October 2, 2009: International Monetary Fund Managing Director Dominique Strauss-Kahn called today for policymakers to embrace three core principles to guide the global economy toward more sustainable and broad-based growth in the wake of the current crisis—sustained international policy cooperation, improved financial sector regulation, and a stronger international monetary system.

Mr. Strauss-Kahn, in a speech stressed that the first principal is maintaining the unprecedented policy cooperation observed during the crisis. The Group of 20 leaders have also provided the world with the tools to adapt global collaboration to the needs of the 21st century, he added. IMF governance reform will facilitate this cooperation at the multilateral level.
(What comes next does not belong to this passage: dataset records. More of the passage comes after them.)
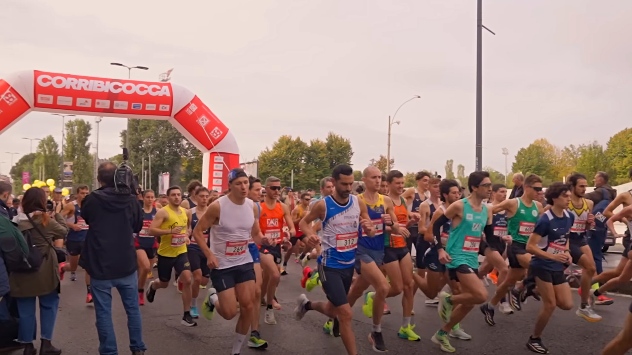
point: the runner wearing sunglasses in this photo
(522, 214)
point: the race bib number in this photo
(82, 224)
(379, 227)
(500, 231)
(273, 234)
(444, 238)
(144, 233)
(526, 228)
(471, 244)
(346, 242)
(556, 248)
(578, 227)
(178, 240)
(236, 248)
(206, 236)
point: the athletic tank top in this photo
(375, 214)
(340, 233)
(143, 239)
(229, 238)
(465, 239)
(172, 245)
(78, 236)
(499, 223)
(401, 212)
(301, 213)
(578, 229)
(521, 225)
(194, 220)
(271, 221)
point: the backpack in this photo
(600, 219)
(18, 251)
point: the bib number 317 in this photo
(236, 248)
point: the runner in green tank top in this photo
(522, 214)
(470, 217)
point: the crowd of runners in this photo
(357, 247)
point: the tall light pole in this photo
(63, 136)
(391, 122)
(32, 139)
(506, 153)
(129, 76)
(479, 83)
(12, 154)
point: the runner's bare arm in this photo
(208, 219)
(609, 211)
(256, 234)
(288, 220)
(154, 228)
(424, 213)
(428, 235)
(317, 211)
(625, 213)
(365, 221)
(509, 206)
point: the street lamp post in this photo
(506, 153)
(391, 122)
(32, 139)
(129, 76)
(63, 136)
(479, 84)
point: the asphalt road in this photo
(566, 333)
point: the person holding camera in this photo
(109, 255)
(44, 284)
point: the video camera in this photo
(125, 182)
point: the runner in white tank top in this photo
(234, 219)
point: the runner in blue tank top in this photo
(341, 214)
(199, 268)
(370, 252)
(77, 231)
(470, 219)
(549, 244)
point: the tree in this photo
(77, 150)
(48, 160)
(534, 159)
(381, 164)
(150, 136)
(449, 169)
(338, 150)
(409, 180)
(286, 155)
(619, 154)
(460, 174)
(495, 176)
(25, 163)
(592, 158)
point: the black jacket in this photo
(109, 251)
Moving ahead with an IMF quota shift—towards dynamic, emerging, and developing countries from over-represented to under-represented—is key, he said.

The second principle is strengthened financial sector regulation and supervision, which is necessary to fix the mistakes that led to the crisis in the first place. Key priorities include widening the regulatory perimeter and taking measures to curb excessive risk-taking and leverage, including by raising the amount and quality of capital and liquidity buffers.



A strengthened international monetary system with a global lender of last resort is the third principle, the Managing Director underlined. The lack of an adequate insurance facility for the global economy has led many emerging markets to self-insure by building excessively large buffers of foreign reserves and created dynamics that “have contributed to ever-widening global imbalances, with damaging consequences for the sustainability of economic growth and the stability of the international monetary system.” The IMF has the potential to serve as an effective and reliable provider of such insurance—the lender of last resort—but its resources are currently limited relative to the precautionary demand for reserves, he said.

He stressed that “It is clear that we must make use of this historic window of opportunity to revamp the financial sector framework. The time is now to build a safer, more stable financial system that can support sustainable economic growth over the long term.”